Como foi a reunião da secretaria de Cultura com ministros do G20?

André Porciuncula: É um palco para a gente debater as políticas públicas e cada país demonstrar o seu compromisso com a cultura. Foi uma participação importante e bastante emblemática. O Mario [Frias, secretário de Cultura,] focou muito na ideia de devolver o protagonismo da cultura ao homem comum, tirar a cultura do palanque político, desse sequestro de décadas da cultura, da sua instrumentalização como meio de ação revolucionária, e devolver ela aos valores comuns do nosso cotidiano, das pequenas praças, das pequenas vilas, no interior, nas pequenas cidadezinhas espalhadas pelo que a gente chama de ‘Brasil profundo’.

Ele fincou essa bandeira muito forte do governo Bolsonaro da cultura do homem comum, das nossas tradições milenares, dos valores atemporais, e ressaltou que não se faz cultura com gordas verbas públicas. Isso é arrogância. Milênios de civilização humana não foram construídos com verba pública. Foram construídos com amor, uma paixão fervilhante, pela cultura. A função do Estado é tutelar isso. Não é produzir cultura. Não é revolucionar a sociedade e os valores da sociedade, modificar a cultura da sociedade. Nada disso. O Estado não é um editor da sociedade. Não está aqui para escolher como a sociedade vai se comportar ou não. O Estado está ali para tutelar os valores atemporais dessa sociedade. Somos servidores, de fato.

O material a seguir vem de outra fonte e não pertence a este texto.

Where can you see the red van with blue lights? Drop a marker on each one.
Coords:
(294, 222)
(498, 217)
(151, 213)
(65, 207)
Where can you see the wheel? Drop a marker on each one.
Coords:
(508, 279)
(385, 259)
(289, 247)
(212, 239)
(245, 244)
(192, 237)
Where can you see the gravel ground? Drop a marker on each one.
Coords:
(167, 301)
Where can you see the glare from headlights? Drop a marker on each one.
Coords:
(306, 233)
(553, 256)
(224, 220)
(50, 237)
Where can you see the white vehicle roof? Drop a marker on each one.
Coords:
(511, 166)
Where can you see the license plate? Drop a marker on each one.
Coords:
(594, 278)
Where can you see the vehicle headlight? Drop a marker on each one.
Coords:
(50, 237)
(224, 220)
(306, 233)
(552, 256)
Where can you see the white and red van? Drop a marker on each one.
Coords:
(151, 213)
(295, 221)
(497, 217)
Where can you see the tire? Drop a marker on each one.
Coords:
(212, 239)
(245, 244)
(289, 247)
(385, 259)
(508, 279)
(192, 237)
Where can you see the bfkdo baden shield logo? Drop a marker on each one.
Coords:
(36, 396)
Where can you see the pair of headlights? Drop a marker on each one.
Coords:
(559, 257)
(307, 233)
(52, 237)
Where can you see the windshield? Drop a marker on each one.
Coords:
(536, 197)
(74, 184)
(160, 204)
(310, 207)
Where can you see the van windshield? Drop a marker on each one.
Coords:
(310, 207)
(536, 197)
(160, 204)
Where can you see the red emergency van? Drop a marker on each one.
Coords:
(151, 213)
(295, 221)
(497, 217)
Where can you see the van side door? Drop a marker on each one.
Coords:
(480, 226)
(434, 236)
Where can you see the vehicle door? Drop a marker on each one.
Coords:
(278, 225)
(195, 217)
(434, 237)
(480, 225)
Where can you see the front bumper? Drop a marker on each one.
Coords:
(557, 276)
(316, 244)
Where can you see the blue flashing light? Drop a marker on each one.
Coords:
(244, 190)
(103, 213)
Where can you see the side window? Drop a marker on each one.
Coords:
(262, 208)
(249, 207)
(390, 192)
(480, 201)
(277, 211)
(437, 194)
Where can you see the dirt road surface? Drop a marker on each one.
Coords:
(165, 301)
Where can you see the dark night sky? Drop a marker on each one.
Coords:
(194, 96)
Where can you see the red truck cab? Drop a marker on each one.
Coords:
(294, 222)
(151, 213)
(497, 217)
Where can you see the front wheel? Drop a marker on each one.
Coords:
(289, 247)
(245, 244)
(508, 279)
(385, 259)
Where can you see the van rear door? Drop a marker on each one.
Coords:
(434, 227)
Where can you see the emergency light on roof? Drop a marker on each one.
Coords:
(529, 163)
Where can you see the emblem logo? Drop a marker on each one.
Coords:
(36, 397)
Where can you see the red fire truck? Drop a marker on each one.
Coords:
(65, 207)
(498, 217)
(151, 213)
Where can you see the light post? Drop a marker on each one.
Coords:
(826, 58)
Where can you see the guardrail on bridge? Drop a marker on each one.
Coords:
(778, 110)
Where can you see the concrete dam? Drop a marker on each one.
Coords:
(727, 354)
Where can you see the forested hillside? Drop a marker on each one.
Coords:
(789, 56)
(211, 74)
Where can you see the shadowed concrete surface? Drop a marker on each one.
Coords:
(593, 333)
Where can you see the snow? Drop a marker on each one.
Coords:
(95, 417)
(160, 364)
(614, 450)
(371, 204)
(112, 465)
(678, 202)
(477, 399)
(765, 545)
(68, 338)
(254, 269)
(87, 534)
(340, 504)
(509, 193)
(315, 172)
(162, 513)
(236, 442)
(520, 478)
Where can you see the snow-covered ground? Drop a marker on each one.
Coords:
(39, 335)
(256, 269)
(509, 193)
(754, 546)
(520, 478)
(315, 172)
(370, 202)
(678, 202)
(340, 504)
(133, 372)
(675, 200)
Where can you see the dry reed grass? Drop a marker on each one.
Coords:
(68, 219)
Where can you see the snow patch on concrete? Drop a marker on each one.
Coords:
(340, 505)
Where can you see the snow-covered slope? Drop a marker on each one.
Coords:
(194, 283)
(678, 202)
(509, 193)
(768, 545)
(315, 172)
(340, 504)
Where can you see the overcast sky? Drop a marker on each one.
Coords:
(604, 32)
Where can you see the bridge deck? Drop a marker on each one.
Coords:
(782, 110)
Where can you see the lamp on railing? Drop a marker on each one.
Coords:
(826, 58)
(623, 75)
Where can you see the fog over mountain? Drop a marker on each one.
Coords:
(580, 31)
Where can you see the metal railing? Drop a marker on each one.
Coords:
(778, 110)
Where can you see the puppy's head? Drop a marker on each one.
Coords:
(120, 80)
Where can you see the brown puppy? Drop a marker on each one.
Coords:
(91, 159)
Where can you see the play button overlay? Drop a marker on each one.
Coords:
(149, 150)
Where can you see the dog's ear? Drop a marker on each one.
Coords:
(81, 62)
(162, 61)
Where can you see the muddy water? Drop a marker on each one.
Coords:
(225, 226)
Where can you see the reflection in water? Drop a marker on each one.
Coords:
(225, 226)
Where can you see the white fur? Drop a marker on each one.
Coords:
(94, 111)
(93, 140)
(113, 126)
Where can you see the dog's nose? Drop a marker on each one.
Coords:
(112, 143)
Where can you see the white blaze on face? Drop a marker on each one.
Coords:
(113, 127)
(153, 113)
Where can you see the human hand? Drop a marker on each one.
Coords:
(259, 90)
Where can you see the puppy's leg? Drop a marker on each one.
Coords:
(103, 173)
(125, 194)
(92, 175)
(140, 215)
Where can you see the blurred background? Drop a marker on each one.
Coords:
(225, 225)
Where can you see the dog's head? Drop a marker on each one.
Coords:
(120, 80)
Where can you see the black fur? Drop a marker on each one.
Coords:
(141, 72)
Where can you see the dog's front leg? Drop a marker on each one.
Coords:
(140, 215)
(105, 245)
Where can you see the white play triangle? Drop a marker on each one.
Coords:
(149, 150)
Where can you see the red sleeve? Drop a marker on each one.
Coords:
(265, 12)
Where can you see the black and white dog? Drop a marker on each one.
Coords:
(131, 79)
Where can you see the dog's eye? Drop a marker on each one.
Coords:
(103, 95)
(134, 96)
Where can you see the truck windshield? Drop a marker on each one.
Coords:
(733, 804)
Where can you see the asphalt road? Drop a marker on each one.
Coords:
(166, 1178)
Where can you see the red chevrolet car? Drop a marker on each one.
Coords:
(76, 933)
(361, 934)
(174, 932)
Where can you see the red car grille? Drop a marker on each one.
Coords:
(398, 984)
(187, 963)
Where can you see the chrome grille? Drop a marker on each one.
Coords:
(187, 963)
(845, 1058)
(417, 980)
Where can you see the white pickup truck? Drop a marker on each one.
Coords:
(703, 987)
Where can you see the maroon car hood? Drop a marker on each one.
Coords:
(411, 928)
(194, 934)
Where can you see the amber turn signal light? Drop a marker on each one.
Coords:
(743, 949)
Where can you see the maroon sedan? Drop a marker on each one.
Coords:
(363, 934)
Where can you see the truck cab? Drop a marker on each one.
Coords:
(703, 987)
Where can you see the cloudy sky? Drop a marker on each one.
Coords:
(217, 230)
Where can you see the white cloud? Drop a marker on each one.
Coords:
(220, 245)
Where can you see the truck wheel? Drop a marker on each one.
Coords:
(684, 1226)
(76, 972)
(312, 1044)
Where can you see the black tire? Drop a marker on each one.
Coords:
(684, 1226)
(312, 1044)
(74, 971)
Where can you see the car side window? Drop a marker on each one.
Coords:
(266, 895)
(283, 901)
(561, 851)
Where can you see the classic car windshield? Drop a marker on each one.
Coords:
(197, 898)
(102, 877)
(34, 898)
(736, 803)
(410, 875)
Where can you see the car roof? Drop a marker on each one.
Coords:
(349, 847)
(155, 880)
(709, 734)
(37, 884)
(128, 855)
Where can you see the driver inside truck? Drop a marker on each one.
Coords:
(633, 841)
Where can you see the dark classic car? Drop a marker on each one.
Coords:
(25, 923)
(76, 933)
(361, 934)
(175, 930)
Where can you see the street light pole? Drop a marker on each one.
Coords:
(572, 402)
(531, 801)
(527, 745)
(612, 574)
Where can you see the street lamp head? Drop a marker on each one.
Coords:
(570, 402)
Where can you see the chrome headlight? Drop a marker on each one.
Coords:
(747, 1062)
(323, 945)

Como a secretaria da Cultura viu o atentado à estátua de Borba Gato?

André Porciuncula: O atentado foi terrível, um crime abominável, sério, que ainda põe em risco as demais pessoas, porque aquilo pode queimar uma casa, um edifício. Poderiam matar outras pessoas, colocaram em risco a vida de outras pessoas. Não só destruíram um patrimônio cultural, com todos os símbolos que envolvem esse patrimônio, como expuseram ao risco de morte a população que reside naquele ambiente ou as pessoas que estavam passando por ali.

Foi um absurdo. Essa mesma elite sindical - que se arvora o título de dirigente da cultura nacional - estava aplaudindo esse tipo de vandalismo, achando bonito o que essas pessoas fizeram. Isso nada mais é do que instrumentalização da ação revolucionária, tentativa de apagar nossos valores históricos e culturais, de apagar o passado, bem ao estilo de “1984”: controle o passado para manter o controle sobre o presente; modifique todas as datas históricas, modifique todos os processos, símbolos e marcos. Isso é o que eles almejam.

Infelizmente, esse tipo de coisa foge um pouco à nossa esfera porque demanda uma ação policial mesmo. Fez muito bem a Justiça em deixar presos os responsáveis por isso.

Recentemente, a secretaria foi criticada por um suposto atraso no planejamento para o bicentenário da Independência. O que aconteceu?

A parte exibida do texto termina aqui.